No final de 2016, a dívida dos advogados em quotas por pagar ascendia a 7,2 milhões de euros (2,6 milhões eram devidos havia mais de cinco anos). Os auditores não compreendem o porquê da não aplicação de qualquer sanção pelo não pagamento das quotas (representam 80% das receitas). Na comparação do mandato de Elina Fraga com o anterior, os auditores detectaram também um aumento de 399 mil euros nos gastos com pessoal devido ao incremento salarial de alguns dirigentes. Isto levou os auditores a recomendar que se afira a “adequabilidade das remunerações face às funções e tarefas desempenhadas”. Por outro lado, subiu a indemnização paga a cada bastonário por cessação de mandato. O anterior bastonário, Marinho e Pinto, saiu com 46.680 euros.

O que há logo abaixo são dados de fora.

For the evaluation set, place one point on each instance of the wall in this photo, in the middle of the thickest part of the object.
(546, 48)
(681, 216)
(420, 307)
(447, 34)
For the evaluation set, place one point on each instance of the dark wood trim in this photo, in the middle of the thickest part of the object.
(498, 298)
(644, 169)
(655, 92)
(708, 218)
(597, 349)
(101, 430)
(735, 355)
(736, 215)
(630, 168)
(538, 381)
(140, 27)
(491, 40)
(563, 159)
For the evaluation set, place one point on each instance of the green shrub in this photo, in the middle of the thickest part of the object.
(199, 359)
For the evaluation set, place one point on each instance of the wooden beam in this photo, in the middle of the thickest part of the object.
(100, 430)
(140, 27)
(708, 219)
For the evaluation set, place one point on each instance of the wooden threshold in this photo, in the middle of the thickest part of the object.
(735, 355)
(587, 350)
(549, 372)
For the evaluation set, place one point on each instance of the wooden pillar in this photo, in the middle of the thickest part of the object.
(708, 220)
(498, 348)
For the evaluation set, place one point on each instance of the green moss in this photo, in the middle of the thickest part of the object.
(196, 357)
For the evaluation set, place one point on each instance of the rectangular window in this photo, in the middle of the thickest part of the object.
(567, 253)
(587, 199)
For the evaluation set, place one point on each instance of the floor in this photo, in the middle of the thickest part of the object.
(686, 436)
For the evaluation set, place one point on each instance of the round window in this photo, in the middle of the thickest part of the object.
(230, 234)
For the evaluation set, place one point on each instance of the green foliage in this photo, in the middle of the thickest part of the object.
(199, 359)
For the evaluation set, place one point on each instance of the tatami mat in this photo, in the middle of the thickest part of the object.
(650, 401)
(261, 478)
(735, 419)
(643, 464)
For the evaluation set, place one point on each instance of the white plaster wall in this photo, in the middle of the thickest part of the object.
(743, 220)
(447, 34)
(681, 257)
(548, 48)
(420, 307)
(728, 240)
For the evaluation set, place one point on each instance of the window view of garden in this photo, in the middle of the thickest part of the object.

Elina Fraga saiu com 61.115 euros.

Despesas mal justificadas

Além de despesas pagas sem comprovativo, os auditores alegam que o reembolso dos quilómetros denota, nalguns casos, “um pagamento excessivo entre os 20 e os 40 euros”, que, porém, admitem fosse “para dar cobertura ao valor do estacionamento”. Problema: “Não estando definidos procedimentos formais [...], é difícil aferir da uniformidade de critérios e da razoabilidade dos montantes pagos” para reembolso das deslocações. Logo, há que adoptar procedimentos “que definam a forma de apresentação destas despesas [alojamento, refeições e passagens aéreas], plafonds aceites e documentação necessária para o seu pagamento”. A inexistência de cópias dos talões de embarque quando se tratava de pagar viagens de avião, por exemplo, foi algo que causou estranheza aos auditores.